King-Lu cried with sharp pain and curled on the pavement, and kneeling next to him, Cookie felt something very rare - his blood boiling inside him with anger.
“What are you doing?” he yelled at the driver, who stopped the carriage across the road and looked genuinely scared.
“I… I…” the driver tried to say, but then a soft, white and very clean hand appeared in the carriage window.
“Hurry up!” an annoyed male voice said from the inside. “Forget them, I don’t want to be late!”
“How could you!..” Cookie wasn’t quite able to find the words. “His leg’s probably broken, he’s in pain! And you don’t care?!”
The hand disappeared in the window just to appear again in a second and throw a couple of coins on the pavement.
“Take it and stop complaining, beggar! Henry, whip up!” and the driver urged the horse.
“Are you alright?” Cookie asked in a cloud of dust from under the hoofs.
King-Lu groaned, “I think… urgh… you are right about my leg, Cookie.”
A boy came to them, shyly holding out his hand with the coins.
"Take your money, mister."
“I don’t need his!..” Cookie snapped, then took a breath and said with his usual more sad than calm intonation, “You can take it.”
“You’ll need it for a doctor,” the boy said weightily and pressed the coins into Cookie’s palm. He still felt so mad he thought the copper would melt in his hand.
“Alright, let’s do it this way: you’ll help us with the vegetables,” - which were scattered all over the pavement - “and I’ll give you the money for that, okay?”
The boy nodded.
“And…” Cookie sighed, “do you know where we can find a doctor?”
“Julie doesn’t like staying for the night,” King-Lu carried on with arguing. “She’s afraid of our guests.”
“There are no sailors today, and I hope there won’t be any until the end of the week,” Cookie waved the argument away. “Please. Stay in bed. For two days, at least.”
King-Lu frowned.
“I’m still mad at myself for not stopping sooner.”

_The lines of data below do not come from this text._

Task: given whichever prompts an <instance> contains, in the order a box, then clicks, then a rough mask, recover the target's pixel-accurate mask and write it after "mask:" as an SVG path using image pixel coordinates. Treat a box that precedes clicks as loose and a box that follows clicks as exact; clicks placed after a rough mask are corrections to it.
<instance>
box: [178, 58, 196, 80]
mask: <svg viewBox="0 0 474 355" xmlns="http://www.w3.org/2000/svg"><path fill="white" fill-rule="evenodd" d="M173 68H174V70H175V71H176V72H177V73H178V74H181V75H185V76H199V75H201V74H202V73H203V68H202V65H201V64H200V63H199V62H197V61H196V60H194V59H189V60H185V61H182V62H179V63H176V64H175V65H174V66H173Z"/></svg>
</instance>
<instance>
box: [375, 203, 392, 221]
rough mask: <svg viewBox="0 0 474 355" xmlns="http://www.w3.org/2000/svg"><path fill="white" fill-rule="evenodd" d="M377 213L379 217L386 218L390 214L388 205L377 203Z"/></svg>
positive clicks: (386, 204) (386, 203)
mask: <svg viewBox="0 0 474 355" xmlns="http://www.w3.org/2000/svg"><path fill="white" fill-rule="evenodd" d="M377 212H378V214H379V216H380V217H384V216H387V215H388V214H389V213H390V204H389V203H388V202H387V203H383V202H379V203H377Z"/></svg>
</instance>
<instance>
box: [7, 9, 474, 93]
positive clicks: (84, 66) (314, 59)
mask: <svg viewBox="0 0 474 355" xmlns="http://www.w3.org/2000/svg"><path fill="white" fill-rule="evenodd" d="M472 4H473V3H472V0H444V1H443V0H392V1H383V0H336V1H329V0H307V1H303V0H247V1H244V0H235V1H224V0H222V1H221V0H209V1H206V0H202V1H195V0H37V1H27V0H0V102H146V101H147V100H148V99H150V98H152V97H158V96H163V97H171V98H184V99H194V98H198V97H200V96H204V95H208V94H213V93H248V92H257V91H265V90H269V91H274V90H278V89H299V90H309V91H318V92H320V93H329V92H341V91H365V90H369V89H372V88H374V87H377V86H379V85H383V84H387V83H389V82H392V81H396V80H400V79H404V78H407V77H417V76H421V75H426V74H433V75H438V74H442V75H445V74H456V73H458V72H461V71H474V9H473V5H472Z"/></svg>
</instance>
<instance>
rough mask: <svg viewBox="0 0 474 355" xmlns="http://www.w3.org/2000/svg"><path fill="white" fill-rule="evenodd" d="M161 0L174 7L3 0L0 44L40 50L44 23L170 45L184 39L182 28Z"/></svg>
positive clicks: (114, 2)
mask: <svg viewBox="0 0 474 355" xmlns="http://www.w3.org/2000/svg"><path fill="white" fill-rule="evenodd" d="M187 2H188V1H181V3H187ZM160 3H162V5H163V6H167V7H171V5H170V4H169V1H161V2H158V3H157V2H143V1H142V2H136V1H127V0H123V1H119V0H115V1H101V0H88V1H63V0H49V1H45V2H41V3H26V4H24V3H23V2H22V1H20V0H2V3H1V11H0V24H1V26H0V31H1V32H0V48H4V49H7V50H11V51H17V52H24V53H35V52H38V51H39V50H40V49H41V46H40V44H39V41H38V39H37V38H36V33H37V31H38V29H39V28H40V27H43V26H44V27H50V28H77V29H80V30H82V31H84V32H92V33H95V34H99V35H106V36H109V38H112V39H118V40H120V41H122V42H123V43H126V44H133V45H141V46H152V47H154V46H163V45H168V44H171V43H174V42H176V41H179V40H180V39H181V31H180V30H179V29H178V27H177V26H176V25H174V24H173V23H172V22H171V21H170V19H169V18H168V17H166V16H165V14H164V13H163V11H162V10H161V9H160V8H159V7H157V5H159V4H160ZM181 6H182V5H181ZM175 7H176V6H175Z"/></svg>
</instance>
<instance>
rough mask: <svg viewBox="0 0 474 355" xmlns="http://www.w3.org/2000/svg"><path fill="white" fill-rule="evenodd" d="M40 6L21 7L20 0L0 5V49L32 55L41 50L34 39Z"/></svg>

“You couldn’t see the carriage, it was too fast.”
“No, I mean… that day in the forest. I should’ve understood sooner that your wound was serious.”
Cookie looked at him with his big deep eyes.
“And then you carried me for miles. And let me rest for enough time, though we had to leave for California so no one could find us.” He paused and squinted, "Haven't we talked about it already?"
"Maybe," King-Lu replied slowly, then smirked, "I think I'll need a nurse for the evening."
Cookie huffed warmly and left the bedroom only to come back with a tea tray and his new recipe book. He settled comfortably on his side of their bed and started making notes on the margins while King-Lu was sipping his tea.
In a while, the day came to its end, and they fell asleep, feeling nothing more than warmth and comfort (and not a bit of anger, however righteous it was).